Aliás, nas imediações da casa da Manuelina, morava outra moça muito bonita; seu nome: Ofélia Agostini; poucos se aventuravam a fazer-lhe a corte, pois ela era de família considerada abastada, portanto...
Maria, filha do Sr. José Pedro, nossa vizinha e amiga da minha irmã Lucy, vestia-se com simplicidade, como determinavam as posses da família, porém, era dotada de uma formosura cativante. Muitos anos atrás a reencontrei aqui em Goiânia, casada com o Ramon Ribeiro, filho do Sr. Sebastião Ribeiro; o Ramon, naquela época, era funcionário das Furnas; Maria continuava meiga e gentil!
Raquel, filha do Sr. Sebastião Ribeiro era tida, por todos nós, como possuidora de rosto parecido com o da Maria Montez, famosa estrela de Hollywood, de origem mexicana; no entanto seus irmãos eram muito bravos! Muitas vezes fui à sua casa, com desculpa de comprar pombas que o Ronaldo, seu irmão, vendia. Somente...
Nas imediações de Gaspar Lopes vivia o Sr. Antonio Ricardo, fazendeiro de boas posses; costumava, junto com toda a família, freqüentar o comércio e principalmente as nossas festas de igreja.
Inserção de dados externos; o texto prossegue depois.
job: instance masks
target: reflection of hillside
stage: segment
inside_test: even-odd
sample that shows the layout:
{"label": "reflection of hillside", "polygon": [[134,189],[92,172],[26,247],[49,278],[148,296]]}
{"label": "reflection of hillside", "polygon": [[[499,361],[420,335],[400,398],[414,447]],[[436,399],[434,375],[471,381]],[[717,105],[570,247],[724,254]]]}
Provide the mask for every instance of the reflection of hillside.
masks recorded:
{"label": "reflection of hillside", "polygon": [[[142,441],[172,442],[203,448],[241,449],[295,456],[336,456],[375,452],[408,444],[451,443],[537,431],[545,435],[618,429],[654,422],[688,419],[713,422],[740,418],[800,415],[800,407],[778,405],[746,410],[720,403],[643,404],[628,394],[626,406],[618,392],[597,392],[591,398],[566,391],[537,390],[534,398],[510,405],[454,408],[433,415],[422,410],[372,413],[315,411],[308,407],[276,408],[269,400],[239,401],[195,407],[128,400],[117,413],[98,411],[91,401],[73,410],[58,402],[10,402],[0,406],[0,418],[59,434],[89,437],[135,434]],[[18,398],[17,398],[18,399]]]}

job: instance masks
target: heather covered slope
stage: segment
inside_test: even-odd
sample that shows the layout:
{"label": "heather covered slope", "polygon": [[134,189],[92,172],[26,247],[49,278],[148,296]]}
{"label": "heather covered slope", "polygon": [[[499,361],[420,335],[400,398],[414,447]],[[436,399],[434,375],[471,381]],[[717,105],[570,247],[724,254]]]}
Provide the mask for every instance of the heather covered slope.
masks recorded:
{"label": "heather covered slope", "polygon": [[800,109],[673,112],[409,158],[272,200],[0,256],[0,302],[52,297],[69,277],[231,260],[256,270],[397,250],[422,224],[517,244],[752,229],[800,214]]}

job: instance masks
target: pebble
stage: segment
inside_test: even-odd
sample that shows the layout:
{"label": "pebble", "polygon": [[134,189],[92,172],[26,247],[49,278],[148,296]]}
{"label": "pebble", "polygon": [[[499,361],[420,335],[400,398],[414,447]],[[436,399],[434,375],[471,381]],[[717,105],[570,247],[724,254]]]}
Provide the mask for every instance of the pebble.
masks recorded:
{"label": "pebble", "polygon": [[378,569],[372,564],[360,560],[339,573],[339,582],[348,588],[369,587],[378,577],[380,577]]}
Uma das suas filhas, parece que de nome Alina, fazia muita gente da nossa geração suspirar...
Logo depois da segunda guerra mundial, período que corresponde, mais ou menos, a época que estamos nos referindo, poderia se repetir o que Scott Fitzgerald escreveu no seu famoso livro Neste lado do Paraíso: “Eis aqui uma nova geração que, ao tornar-se adulta, encontrou todos os Deuses mortos, todas as guerras terminadas, toda a fé do homem abalada”.
Era o fim de uma era, operava-se uma verdadeira revolução nos hábitos e nos costumes; as mulheres, a partir daí, passaram a adquirir mais liberdade nas suas movimentações; as jovens não precisavam esperar, pacientemente, a chegada de um amor romântico, de um “jovem direito” que a conduzisse ao altar. A nova onda dava-lhe permissão para, também ela, ir “à luta” à procura do seu próprio destino.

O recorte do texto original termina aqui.